ピーマンのことです。Green Pepperというのがよく知られていると思いますが、インドでは一般的に “capsicum” と呼ばれています。

5parcel

「小包」という意味の英単語ですが、インドでは「お持ち帰り」の意味。飲食店で食べ物を注文して、「お持ち帰りで」と言いたいとき、ふつうはto goやtake awayを使いますよね。私もインドのサブウェイで注文を終えた後に、’Percel?’「パルセル?」と聞かれて初めは意味がわからず、’To go.’と言っていました。しかしインドではparcel!ぜひ使ってみてください。
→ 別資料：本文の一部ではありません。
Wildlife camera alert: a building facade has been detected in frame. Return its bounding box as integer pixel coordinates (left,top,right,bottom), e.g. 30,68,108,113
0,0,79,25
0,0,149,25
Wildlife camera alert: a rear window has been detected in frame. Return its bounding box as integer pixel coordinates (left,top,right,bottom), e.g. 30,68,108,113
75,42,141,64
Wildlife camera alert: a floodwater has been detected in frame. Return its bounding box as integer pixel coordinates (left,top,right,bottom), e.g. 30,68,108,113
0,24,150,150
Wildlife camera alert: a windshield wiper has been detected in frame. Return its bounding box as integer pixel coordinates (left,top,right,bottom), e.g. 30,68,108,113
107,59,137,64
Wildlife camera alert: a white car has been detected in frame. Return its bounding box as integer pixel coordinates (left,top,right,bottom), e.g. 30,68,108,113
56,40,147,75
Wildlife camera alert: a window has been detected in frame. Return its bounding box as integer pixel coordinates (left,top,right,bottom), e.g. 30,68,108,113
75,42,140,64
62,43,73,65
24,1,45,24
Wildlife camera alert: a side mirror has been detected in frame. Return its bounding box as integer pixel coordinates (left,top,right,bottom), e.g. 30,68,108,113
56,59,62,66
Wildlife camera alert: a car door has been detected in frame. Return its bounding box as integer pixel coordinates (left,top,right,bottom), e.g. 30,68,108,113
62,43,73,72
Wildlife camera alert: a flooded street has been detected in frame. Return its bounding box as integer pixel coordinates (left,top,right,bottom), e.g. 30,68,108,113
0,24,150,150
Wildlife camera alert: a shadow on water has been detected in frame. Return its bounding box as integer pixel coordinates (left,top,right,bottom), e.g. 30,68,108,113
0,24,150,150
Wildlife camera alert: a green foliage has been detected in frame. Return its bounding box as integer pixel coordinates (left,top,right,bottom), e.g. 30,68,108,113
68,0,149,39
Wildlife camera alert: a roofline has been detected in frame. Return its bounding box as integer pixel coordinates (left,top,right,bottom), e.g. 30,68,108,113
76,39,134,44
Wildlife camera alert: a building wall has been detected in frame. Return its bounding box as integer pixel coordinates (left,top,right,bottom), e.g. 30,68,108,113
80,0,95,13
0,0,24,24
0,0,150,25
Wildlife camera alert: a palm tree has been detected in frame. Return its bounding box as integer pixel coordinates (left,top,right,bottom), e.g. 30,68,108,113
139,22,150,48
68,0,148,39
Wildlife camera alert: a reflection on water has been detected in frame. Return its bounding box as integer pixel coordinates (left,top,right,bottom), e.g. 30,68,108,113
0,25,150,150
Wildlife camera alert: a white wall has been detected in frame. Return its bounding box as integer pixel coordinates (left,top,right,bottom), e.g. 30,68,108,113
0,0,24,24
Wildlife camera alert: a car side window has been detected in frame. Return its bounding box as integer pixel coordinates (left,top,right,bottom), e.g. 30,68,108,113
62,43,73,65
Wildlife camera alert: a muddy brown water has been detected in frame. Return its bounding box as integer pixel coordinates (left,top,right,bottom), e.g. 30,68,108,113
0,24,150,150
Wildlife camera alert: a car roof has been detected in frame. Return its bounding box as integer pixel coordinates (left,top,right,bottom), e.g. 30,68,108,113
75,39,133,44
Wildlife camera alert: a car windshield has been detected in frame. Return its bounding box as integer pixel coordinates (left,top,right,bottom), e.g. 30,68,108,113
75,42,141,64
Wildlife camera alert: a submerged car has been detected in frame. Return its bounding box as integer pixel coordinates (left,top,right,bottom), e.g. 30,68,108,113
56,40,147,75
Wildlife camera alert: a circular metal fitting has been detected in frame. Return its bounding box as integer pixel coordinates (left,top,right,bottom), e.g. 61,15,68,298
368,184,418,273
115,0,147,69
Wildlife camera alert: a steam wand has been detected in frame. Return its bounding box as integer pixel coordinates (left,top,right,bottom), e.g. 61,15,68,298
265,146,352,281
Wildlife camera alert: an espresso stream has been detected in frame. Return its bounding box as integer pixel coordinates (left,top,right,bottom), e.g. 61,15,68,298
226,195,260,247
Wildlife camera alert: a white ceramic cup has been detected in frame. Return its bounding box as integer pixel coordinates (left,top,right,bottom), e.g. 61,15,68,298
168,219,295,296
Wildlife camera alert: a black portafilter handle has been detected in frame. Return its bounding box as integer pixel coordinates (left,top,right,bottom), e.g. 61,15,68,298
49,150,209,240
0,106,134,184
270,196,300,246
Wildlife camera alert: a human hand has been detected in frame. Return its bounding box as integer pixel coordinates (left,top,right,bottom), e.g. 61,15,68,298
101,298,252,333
以上、インド英語特有のフレーズと単語の使い方を紹介しました。インド人は自分たちの便利なように英語をカスタマイズ?してインド流で使っているようです。ただ、インド特有といっても英語なので、なんとなく想像できる場合が多いです。インド人は少し違った表現をすること知っていれば、混乱することも少なく生活することができると思います。

実際にインド人と話してみて・・・

これまで、インド人の英語の発音や、独特なインド英語表現をまとめてきましたが、私が実際にインドに来て、インド英語にふれて感じるのは、ズバリ「あまり心配する必要はない!」ということです。冒頭で述べたように、インド人の英語話者は人口の2割程度。英語話者の英語レベルも訛りの強さも、その人の教育レベル等によって全然違って、流暢な英語を話す人もいれば、ヒンディー語かと思うような英語を話す人もいます。

確かに、訛りの強いインド人が早口で話すと、何を言っているかわからないときもあるのは事実。こちらが理解できないでいても、「自分は間違っていない」、「お前は英語がわからないの?」、とでも言わんばかりにあきれ顔で同じことを繰り返してくるインド人もいます。しかしそれでも、大抵は相手が何を言っているかなんとなくわかるし、自分が言いたいこともなんとか伝わります。インド人も日本人も、英語は第二言語。訛りがあって当然だし、お互いに理解できないことがあっても仕方ありません。

何よりも、聞こう!伝えよう!、とする姿勢が一番大切で、それがあれば苦労はしても、インド人とコミュニケーションをとることができます。日本人が文法的に間違った文章を話したって、日本語訛りがあったって、ほとんどのインド人はわかってくれるし、こちらが理解できないときはゆっくり繰り返してくれるインド人もたくさんいます。インドに来たら、ネイティブのような英語を話す必要はないので、最低限の英語力と、なんとかコミュニケーションをとろう!という気持ちをもって、インド人に負けないように、強気でインド人と話してみてください!!